Nineteen (over 30%) microsatellite alleles from a total pool of alleles occurring in the genome of the two analyzed bull groups can be considered as specific for the group. Of these alleles, 8 (42.1%) were typical for metacentric bulls and 11 (57.8%) for submetacentric. The most specific alleles occurred at the locus UMN0929 (3 of the 6 identified) (Table 4). Alleles specific for metacentric bull groups were identified at 5, while for submetacentric group – at 9 microsatellite loci. The most specific alleles for metacentric bulls were identified at loci UMN0406, UMN0929 and UMN2713 – 2 alleles. Two microsatellite loci were characterized by only one specific allele for this group of bulls (Table 4). However, in the case of submetacentric bulls, the most specific alleles were observed at loci UMN0905 and INRA124 – 2 alleles. The one characteristic allele for these bulls occurred in 7 analyzed microsatellite markers.

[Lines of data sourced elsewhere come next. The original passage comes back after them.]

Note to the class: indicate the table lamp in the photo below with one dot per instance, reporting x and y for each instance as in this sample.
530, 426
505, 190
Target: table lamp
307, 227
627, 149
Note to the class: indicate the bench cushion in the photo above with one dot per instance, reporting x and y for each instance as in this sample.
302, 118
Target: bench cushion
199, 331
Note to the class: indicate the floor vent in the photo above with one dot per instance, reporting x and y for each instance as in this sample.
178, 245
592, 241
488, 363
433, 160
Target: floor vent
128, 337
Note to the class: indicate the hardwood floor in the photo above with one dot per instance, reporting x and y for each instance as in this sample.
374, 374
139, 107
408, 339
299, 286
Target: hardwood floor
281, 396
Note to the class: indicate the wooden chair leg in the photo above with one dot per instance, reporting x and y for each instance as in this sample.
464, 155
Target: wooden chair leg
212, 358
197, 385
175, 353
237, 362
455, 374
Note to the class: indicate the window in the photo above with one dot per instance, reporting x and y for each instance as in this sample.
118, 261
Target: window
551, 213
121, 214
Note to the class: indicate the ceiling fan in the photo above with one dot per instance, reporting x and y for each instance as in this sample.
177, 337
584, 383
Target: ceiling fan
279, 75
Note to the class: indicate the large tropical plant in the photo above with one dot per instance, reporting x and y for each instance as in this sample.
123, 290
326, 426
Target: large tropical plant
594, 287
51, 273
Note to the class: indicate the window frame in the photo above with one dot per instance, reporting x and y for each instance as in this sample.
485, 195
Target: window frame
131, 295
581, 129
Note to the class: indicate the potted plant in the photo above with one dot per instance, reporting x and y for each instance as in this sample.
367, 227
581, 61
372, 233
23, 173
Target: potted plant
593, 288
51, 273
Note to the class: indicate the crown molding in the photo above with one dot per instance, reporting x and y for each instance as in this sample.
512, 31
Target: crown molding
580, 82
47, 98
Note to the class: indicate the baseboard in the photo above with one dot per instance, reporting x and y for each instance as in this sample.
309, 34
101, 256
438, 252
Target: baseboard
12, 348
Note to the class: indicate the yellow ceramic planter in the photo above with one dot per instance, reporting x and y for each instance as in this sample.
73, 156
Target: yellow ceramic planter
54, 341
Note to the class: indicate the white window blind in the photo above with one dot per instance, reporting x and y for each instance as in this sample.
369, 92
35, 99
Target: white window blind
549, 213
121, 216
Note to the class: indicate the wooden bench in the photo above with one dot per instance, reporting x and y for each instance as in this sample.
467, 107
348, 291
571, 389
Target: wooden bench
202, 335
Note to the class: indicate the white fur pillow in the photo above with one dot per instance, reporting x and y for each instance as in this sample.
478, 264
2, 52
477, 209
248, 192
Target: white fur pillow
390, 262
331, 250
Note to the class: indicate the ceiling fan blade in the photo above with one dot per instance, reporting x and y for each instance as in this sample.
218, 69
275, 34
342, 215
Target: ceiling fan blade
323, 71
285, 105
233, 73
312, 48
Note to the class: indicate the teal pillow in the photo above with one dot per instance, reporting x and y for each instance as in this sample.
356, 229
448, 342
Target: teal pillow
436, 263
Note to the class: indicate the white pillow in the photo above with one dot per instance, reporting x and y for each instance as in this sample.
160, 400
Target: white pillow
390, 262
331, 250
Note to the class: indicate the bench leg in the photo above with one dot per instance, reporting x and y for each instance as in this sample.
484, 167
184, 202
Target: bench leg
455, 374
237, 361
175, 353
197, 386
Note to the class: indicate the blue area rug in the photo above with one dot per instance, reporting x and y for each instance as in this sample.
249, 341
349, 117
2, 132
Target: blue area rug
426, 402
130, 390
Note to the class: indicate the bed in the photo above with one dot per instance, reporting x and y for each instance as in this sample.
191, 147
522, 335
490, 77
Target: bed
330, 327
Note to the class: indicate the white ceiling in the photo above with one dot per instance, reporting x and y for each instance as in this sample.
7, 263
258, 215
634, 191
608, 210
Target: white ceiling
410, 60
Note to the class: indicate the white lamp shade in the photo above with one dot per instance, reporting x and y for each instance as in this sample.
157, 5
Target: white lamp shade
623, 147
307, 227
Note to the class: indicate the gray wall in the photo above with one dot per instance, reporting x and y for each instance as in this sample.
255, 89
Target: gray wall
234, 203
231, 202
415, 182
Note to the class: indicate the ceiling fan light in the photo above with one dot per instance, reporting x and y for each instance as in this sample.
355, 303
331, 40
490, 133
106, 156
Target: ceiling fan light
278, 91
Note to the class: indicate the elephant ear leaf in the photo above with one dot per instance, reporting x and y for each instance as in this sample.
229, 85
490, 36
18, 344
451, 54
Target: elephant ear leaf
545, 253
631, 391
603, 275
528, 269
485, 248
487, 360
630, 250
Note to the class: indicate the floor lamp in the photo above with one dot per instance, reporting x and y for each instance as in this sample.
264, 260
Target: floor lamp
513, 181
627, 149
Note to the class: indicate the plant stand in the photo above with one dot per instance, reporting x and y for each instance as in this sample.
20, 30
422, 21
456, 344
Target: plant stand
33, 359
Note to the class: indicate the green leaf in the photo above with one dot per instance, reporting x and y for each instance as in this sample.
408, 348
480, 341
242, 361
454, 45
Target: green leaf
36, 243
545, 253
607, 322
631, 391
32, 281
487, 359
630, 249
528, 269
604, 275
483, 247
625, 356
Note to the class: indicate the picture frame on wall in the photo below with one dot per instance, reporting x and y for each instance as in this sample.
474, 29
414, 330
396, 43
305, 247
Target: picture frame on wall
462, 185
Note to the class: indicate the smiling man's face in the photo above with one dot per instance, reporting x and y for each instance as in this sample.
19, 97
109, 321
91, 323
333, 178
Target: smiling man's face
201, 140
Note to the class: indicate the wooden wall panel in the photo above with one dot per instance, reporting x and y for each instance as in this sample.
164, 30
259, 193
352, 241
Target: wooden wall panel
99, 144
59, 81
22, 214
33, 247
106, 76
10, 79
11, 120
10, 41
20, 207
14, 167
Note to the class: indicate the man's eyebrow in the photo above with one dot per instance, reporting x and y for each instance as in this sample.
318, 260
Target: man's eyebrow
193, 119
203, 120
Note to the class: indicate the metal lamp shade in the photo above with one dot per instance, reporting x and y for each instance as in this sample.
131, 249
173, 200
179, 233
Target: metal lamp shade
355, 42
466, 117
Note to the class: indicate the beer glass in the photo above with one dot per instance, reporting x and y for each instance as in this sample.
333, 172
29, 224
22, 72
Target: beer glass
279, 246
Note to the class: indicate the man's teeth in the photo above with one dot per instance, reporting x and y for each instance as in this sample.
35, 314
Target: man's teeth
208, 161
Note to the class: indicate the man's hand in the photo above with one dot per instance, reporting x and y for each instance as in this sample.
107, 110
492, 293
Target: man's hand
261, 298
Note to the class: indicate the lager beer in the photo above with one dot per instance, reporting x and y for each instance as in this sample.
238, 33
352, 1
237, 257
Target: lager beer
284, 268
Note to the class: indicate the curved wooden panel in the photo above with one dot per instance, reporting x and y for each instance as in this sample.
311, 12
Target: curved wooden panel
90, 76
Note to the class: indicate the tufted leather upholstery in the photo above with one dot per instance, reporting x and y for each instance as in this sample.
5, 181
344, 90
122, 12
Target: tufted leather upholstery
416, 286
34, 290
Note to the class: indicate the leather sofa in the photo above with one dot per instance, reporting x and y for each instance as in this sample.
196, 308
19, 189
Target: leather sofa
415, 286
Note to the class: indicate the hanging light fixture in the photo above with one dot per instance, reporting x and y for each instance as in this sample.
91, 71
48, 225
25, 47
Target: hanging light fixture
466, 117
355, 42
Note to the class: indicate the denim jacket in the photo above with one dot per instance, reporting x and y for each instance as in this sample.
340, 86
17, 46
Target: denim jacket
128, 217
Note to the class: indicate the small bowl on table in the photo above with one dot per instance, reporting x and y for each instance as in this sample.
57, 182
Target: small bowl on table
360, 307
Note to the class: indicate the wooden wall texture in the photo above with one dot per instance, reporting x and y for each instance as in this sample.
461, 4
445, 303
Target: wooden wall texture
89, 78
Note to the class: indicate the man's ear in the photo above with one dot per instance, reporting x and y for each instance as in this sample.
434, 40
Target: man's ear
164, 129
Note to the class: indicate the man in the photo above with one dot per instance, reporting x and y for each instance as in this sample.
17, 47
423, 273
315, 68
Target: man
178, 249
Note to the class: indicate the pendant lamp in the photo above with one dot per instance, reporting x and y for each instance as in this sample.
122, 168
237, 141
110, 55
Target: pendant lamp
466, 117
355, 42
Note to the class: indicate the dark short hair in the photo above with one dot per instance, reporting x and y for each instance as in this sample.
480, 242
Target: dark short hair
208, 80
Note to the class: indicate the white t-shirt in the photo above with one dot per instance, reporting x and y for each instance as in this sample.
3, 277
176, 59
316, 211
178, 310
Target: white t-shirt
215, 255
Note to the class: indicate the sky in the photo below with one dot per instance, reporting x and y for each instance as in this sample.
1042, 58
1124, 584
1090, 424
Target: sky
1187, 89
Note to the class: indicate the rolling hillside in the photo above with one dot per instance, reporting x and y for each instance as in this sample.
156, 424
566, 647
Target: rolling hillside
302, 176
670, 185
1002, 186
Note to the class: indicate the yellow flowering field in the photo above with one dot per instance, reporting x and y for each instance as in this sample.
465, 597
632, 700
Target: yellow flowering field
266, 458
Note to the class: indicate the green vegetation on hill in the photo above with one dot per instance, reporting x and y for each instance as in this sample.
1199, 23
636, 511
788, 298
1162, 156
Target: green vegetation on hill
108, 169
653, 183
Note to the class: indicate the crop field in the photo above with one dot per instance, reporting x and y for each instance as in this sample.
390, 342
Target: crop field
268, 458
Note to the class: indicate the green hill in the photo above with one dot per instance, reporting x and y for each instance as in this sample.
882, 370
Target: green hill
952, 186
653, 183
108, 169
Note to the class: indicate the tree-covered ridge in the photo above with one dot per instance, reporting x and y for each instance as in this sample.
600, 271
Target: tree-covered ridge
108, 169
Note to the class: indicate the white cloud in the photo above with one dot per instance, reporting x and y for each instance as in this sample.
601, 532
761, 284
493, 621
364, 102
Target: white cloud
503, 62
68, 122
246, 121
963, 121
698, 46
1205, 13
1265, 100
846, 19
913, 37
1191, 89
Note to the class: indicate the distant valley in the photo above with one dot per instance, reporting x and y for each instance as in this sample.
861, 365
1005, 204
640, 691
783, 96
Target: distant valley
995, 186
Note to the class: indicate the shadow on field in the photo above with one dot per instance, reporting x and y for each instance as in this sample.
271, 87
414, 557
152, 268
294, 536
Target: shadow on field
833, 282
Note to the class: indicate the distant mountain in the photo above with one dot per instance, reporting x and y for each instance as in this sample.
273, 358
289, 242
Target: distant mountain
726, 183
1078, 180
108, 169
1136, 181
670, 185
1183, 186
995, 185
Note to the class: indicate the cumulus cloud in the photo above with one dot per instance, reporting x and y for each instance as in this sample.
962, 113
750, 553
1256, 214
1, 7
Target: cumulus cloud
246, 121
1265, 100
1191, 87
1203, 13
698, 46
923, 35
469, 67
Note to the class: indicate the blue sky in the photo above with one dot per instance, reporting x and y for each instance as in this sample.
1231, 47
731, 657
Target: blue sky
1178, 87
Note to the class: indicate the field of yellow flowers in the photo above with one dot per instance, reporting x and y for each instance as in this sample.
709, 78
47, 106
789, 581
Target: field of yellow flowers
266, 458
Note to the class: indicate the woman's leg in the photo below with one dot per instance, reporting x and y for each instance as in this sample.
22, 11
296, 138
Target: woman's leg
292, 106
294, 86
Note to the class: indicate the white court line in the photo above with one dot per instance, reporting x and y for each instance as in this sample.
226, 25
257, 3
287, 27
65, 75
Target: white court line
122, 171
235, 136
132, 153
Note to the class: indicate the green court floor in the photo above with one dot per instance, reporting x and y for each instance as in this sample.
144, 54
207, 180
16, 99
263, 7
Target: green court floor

Thirty-eight bovine Y chromosome (BTAY) microsatellites were assessed for polymorphism in DNA samples obtained from 17 unrelated bulls by Liu et al. (2003). These microsatellites were also used for the construction of a first generation radiation hybrid map for BTAY. The polymorphic markers identified in this study and their related haplotypes should provide a powerful tool for study the origin and evolution of domestic cattle as well as bovid species. In turn, Cai et al. (2006) genotyped and also assessed two Y chromosome specific microsatellites UMN2404 and UMN0103 for polymorphism in a total of 423 unrelated males from 25 indigenous Chinese cattle breeds. Both microsatellites displayed specific indicine and taurine alleles in each bull examined. Similarly Perez-Pardal et al. (2010) indicated the usefulness of UMN0103 microsatellite for phylogeographic history of the different cattle strains. The cytogenetic and molecular studies of the Pantaneiro cattle breed were performed by Issa et al. (2006). The objective of these studies was to genetically characterize Pantaneiro cattle through its paternal ancestry by the morphology of the Y chromosome. The karyotype and mitochondrial DNA of 12 bulls were analyzed. Among studied animals three had a taurine (submetacentric) Y and nine had a zebuine (acrocentric) Y chromosome, suggesting breed contamination by Zebu cattle, once Pantaneiro is considered to be of European origin. The mitochondrial DNA was exclusively of taurine origin, indicating that the participation of zebuines in the formation of the breed occurred entirely through the paternal line. On the other hand, Xin et al. (2011) studied the correlations between Y chromosome polymorphisms and the carcass traits in five Chinese beef cattle populations by SSCP (single strand conformation polymorphism) and Y-STR (short tandem repeats) sequence analysis. Results showed that Y-STR UMN0929 alleles were correlated with carcass traits in beef cattle populations and could be implemented into the cattle breeding program for choosing individuals with better traits.

Conclusions

The karyotype of Polish Black-and-White cattle, regarding to the Y chromosome presents a dimorphism (metacentric and submetacentric). Banding patterns of these two forms of Y chromosome were typical for the B. taurus. The group of bulls with submetacentric chromosome showed more specific alleles (11) in relation to metacentric group (8 specific alleles). Identification of such specific markers maybe useful in the investigation of cattle breeds origin.